The gap I couldn't stop seeing.

For 25 years, I've worked alongside neurodivergent children and their families — in homes, in classrooms, and in hundreds of pediatric occupational therapy sessions. I've watched kids discover sensory tools that genuinely helped them regulate, focus, and feel successful. And then I've watched those same tools disappear the moment the child walked into school.

The fidgets got confiscated. The chew necklaces drew stares. The weighted vests stayed in therapy rooms. The tools that worked in one room of a child's life simply didn't travel to the rooms where they needed them most — the classroom, the playground, the birthday party, the grocery store.

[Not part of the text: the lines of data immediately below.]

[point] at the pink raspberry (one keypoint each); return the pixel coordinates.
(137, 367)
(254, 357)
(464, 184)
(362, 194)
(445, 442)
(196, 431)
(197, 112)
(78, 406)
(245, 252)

I call it the Regulation Gap. And I built LYYFWEAR to close it.

"The tools that worked in therapy were nowhere to be found when these kids needed them most."

Why this, why me, why now.

A few years ago, I received my own diagnosis — and suddenly a lifetime of moments clicked into place. The ways I'd always moved through the world, the strategies I'd built without knowing why, the kids I'd always felt an unspoken kinship with. It turned out I'd been building LYYFWEAR in my head for decades without realizing it.

My 25 years of experience gave me the knowledge. My own brain gave me the empathy. And my daughter Aura gave the hoodie its name — because what we're really making isn't just clothing. It's an invisible, radiant extension of who a child already is.

Your child already has magic. LYYFWEAR just gives it pockets.